Die Kippe lässt sich zügig rauchen –
Schicksalsträchtig,
Und bedeutungsschwanger noch dazu.
Ein fremdes Auto
Pirscht sich bald heran
Im eignen Lichterkegel
Fährt gehaltvoll still an mir vorbei,
Zeit verschwimmt:
Zeiten rauschen laut
Im letzten Sonnenstrahl
Winternachmittags!
Dann Nacht.
Uneinschätzbares Wetter
Gesellt sich zu den Winden
Die heut nichts mehr künden können.
Der Sinngehalt,
Steht bereit,
Vermischt sich mit dem Bellen
Eines fernen unbeholfnen Hundes
Der auch bloß
Gegen diese Einsamkeiten kämpfen scheint.

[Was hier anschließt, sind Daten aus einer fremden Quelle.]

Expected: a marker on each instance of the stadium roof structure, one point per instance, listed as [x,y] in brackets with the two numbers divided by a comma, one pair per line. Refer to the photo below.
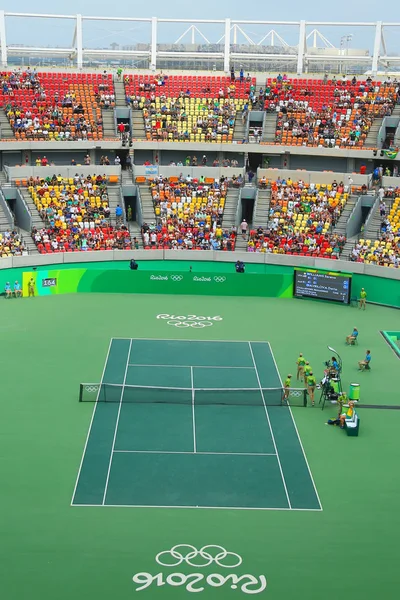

Asche fällt gen Boden und erkaltet,
Trifft auf stummen Asphalt,
Ich bin müde.

Nachtregen

Mein Kopf ist leergeschwemmt
Wie nach ´nem endlich endlosem Regen
Wie nach dem lang ersehnten alles zerstörenden Beben
Wie nach der Lawine die dies´ ganze Sehnen einfach mit sich nimmt
Nichts übrig lässt von mir
Mit all meinen abgenutzen Problemen
Meinen Trugbildern, meinen Schemen
Dem Schatten, den ich selbst auf meine Seele projizier´
All dem selbstprovozierten Mist
Der, na klar, immer noch vorhanden ist
Unter schönem Sein
Und dem bisschen Geröll
In den Pfützen noch stinkt
Ich hör ihr Gebrüll
Und ich hör das leise Wimmern
Das mir sagt; es ist nicht vorbei
Die Tränen trocknen und das Lächeln versiegt
Selbst wenn all das unter Oberfläche liegt
Es kommt nach, wird sich wieder erheben
Wieder Teil von mir sein
Und auch Teil von diesem „hier leben“
Wird mich wieder erreichen
Sich in die verdammt gereinigte Seele einschleichen
Ohne Rücksicht zu nehmen
Auf jeden weiteren reinigenden Regen
Lässt sich nicht nochmals verschwimmen
Von ein paar Tropfen Schweiß und einem Eimer voll Tränen
Von ein wenig Hoffnung und dem Mut zum Neuanfang
Dem Mut zum Weitermachen
Und ich will mich dem niemals ergeben
Ich will die Trümmer sehen
Will mich nach Ordnung sehnen
Will Trümmerkind sein, na meinetwegen
Will wieder auf aufgeräumter Oberfläche stehen
Und ja! Will auch unter diese Erde sehen
Vielleicht mal irgendwann irgendwas verstehen
Nichts bereuen davon – Ich will leben!